Drug analysis cases pile up nationwide
Georgia is not alone. Drug cases are overwhelming crime labs across the country, including agencies in Mississippi, Arkansas and Ohio – each responding with different solutions.
Sam Howell, director of Mississippi’s Forensics Laboratory, told Fox News that they are losing coveted scientists to neighboring states offering higher salaries, as the number of drug cases increase every year.
Though not quite as steep as Georgia’s backlog, Mississippi’s pending analysis cases jumped by 2,200 over the past five years.
Howell said it’s all a matter of funding. “Every state agency is fighting to stay alive in some respect,” he added.
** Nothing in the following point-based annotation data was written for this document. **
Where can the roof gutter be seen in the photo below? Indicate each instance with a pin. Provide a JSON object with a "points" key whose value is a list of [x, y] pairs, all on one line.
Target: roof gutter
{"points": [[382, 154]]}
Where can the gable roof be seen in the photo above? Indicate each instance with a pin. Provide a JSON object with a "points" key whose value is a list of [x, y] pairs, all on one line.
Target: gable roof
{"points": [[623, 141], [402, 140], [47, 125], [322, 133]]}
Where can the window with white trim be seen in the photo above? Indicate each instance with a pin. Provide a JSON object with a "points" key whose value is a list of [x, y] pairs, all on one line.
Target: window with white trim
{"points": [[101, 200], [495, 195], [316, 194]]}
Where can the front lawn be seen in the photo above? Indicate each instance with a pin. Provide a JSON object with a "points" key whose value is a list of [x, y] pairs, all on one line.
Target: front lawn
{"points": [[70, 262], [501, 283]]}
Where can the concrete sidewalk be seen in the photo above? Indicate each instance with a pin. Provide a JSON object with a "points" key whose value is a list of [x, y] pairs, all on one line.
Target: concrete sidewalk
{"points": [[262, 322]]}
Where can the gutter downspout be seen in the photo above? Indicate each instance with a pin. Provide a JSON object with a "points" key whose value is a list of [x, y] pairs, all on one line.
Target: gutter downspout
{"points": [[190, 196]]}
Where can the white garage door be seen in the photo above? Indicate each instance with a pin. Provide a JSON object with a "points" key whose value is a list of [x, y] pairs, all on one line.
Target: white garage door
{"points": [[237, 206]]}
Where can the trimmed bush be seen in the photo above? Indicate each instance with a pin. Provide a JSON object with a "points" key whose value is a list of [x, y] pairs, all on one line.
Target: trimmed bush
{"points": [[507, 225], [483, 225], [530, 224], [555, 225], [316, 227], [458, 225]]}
Sen. Sherrod Brown, D-Ohio, points to technological enhancements as a means to improve backlogs nationwide. He is pushing to put high-tech screening devices, already used by customs agents, into the hands of local police.
“The technology is such now that these devices…will be able to detect, pretty much immediately, a number of different substances – some toxic, some not, some legal, some not,” Brown told Fox News.
He argued these devices, referenced in his proposed Power Act, would give officers instant results, immediately providing leads and signaling whether further information is needed from a lab.
Keenan has a different approach. He applauded GBI’s “excellent facilities for the scientists to work in,” and then said, “What we need is scientists.”
He pointed to the constantly evolving black market science.
“Many of them are synthetic drugs, new synthetic drugs we’ve never seen before that the crime lab has to develop analysis to be able to determine exactly what is there,” Keenan explained.
While cases come in to the GBI at a steady rate, combination drugs, such as heroin mixed with fentanyl, require more time to be analyzed, so the backlog grows.
Change on Peach State’s horizon
District attorneys like Cooke plan on lobbying for additional funding for the GBI’s drug analysis sector, and it appears odds are in the GBI’s favor.
For the first time in his administration, Governor Nathan Deal is allowing agencies to ask for up to two percent more in spending.
Keenan confirmed the GBI will be requesting additional funding to hire more drug analysis scientists in its next needs assessment.
“In today’s world, forensic evidence is more important than it’s ever been before,” Keenan said. “Judges and juries expect to see crime lab evidence and analysis in the courtroom. [Cases] can’t go forward until a crime lab completes its work. [The backlog] creates turmoil in the criminal justice system.”